We often want to do a database dump before deployment of new releases. This backs you up in case migrations touch your data in a unfavorable way or a new feature is buggy.
I already introduced you to our dumple
script in order to dump from within rails projects.
We often use it for this purpose. To do so, you need dumple
on the remote machine.

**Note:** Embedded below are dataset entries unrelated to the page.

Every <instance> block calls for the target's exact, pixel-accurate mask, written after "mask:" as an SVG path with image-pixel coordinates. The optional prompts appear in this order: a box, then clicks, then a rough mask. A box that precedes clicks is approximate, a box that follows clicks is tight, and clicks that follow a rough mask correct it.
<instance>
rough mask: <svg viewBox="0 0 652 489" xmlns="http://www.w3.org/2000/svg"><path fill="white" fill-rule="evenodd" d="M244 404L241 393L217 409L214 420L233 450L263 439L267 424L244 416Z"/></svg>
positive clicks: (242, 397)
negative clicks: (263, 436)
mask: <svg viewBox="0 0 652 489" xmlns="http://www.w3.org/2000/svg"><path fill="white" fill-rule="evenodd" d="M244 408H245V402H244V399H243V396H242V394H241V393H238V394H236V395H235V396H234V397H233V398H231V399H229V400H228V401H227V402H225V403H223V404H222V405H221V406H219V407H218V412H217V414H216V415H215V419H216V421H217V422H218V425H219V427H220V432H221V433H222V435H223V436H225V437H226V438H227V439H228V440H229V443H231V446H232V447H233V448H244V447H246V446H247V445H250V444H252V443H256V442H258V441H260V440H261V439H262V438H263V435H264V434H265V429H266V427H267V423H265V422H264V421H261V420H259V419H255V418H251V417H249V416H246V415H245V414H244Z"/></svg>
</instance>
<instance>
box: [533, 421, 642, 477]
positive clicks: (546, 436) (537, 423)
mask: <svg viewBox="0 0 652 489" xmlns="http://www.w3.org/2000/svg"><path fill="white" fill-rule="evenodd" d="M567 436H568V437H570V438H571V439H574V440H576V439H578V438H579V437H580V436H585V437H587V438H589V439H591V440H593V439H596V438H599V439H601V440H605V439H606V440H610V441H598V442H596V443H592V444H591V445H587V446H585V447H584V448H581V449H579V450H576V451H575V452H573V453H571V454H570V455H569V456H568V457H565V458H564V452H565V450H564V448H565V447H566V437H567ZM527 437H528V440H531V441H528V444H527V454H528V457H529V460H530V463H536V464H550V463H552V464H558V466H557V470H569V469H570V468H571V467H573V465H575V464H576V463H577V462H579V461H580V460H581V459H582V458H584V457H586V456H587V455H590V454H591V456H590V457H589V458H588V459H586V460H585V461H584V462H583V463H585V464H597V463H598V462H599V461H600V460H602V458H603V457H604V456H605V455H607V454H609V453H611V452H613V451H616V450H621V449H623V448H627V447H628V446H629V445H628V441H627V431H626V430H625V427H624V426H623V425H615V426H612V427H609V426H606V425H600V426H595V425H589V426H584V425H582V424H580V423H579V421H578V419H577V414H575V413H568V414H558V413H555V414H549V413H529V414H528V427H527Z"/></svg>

Additionally add two tasks to the database namespace and two callbacks in config/deploy.rb
:
namespace :db do
...
desc "Do a dump of the DB on the remote machine using dumple"
task :dump do
rails_env = fetch(:rails_env, 'production')
run "cd #{current_path}; dumple --fail-gently #{rails_env}"
end
desc "Show usage of ~/dumps/ on remote host"
task :show_dump_usage do
run "dumple -i "
end
end
...
before "deploy", "db:dump"
after "deploy", "db:show_dump_usage"
Next time you cap deploy
you will see some output before and after the deployment.
The first (db:dump
) indicates whether the dump was successful and prints its size. The second one (db:show_dump_usage
) shows the overall consumption of the dumps-directory.
If you still wonder about the --fail-gently
parameter: database.yml
does not exists when you run your first deployment of a project. If you raise
within a Ruby script the exit code is 1 and Capistrano stops. The gently parameter makes dumple use exit
, which results in a exit code of 0 and Capistrano continues!